Statistical analysis

Samples were randomized by a 'blinded' third party before being assessed separate 'blinded' assessor. Unblinding was performed immediately prior to final data analysis. Prism software (GraphPad Software, Inc) was used for all statistical analysis. Mean HPCs per ×200 magnification field from 30 fields for each mouse were compared. Data is presented as mean ± s.e.m. n refers to biological replicates. Normal distribution of data was determined using D’Agostino and Pearson omnibus normality test. For parametric data, data significance was analysed using a two-tailed unpaired Students t-test. In cases where more than two groups were being compared, then a one-way ANOVA was used. In instances where the n was too small to determine normal distribution or the data was non-parametric then a two-tailed Mann Whitney U-test was used. F tests were used to compare variances between groups.

Reproducibility of experiments

Routinely qPCR experiments were performed in technical triplicates when possible. For representative images whole liver lobes were examined histologically in multiple biological replicates. For figure 1b-f, k-l, 2a, b, d, e, I, j, Supplementary figures 2h, 3 a-c the images are representative for 30 mice in total over a 3-year period. For figure 2k, j, 4e, Supplementary figures 3a-d, h, the images are representative for 6 mice. For figure 3a-f, 4a, c, f, 5a, the images are representative for 40 mice in total over a 1-year period. For figure 5f, g, 6c, d the images are representative for 7 mice. For figure 7g, i, m, Supplementary figures 4a, f, 5b-d the images are representative for 5 separate clonal cultures. For figure 7h the image is representative of 50 cells. For figure 7 a-d, k, Supplementary figure 1b, c the images are representative for 10 mice. For figure 8 the images are representative for 23 mice. For Supplementary figures 2a-c, 4a the images are representative for 12 mice. For Supplementary figures 5a, 6a, 6b the images are representative for 7 separate clonal cultures.

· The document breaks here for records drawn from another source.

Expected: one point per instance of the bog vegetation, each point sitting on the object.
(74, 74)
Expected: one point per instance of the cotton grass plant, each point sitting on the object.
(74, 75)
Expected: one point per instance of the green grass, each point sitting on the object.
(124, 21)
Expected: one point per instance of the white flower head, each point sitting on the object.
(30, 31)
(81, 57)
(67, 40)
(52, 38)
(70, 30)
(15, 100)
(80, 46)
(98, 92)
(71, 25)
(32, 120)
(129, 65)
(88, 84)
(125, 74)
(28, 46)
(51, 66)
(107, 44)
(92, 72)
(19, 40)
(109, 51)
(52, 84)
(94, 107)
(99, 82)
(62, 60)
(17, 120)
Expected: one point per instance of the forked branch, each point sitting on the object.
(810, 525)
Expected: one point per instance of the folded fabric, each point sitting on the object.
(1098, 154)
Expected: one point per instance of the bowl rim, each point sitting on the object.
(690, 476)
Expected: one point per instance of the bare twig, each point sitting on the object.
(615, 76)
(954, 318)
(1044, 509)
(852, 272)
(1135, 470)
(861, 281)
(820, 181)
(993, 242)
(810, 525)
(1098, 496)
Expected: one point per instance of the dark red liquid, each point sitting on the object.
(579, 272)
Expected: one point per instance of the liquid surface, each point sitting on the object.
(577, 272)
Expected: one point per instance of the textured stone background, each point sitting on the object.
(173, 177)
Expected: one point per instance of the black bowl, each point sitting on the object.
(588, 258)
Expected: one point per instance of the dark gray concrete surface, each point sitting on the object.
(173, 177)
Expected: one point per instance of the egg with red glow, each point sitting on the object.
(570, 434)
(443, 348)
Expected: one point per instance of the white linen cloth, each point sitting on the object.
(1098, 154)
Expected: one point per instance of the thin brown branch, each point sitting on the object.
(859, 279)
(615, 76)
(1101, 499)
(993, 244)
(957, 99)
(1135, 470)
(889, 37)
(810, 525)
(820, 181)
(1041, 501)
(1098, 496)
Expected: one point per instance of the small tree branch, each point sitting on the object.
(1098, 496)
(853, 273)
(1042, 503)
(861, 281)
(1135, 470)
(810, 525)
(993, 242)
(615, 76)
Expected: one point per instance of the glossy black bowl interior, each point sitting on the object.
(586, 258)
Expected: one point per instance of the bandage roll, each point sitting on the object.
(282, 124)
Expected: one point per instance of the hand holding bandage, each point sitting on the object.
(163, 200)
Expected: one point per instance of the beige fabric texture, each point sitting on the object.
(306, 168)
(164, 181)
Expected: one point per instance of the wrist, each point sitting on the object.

In the cases of experiments in figures 1g-j, 2c, g, h, 5c, Supplementary figures 1a-c, 2a-h, 3e, 3f experiments were repeated twice. For figures 1g-j, 2c and Supplementary figures 2a-f these replicates consisted of repeated biological experiments with independent analysis, time points for analysis varied between experiments in 1h-j, 2c and Supplementary Figures 2e,f. For figures 2g, h and 5c and Supplementary Figures 2g, 3e, 3f, replicate experiments consisted of repeat analysis from biological samples from the level of RNA extraction. In the cases of experiments in figures 7e, f, 8a-h and Supplementary figures 4b, c, e, 5e, and 6c, flow cytometry and qPCR experiments were repeated for 3 times, transplantation experiments are shown as representative from 3 experiments.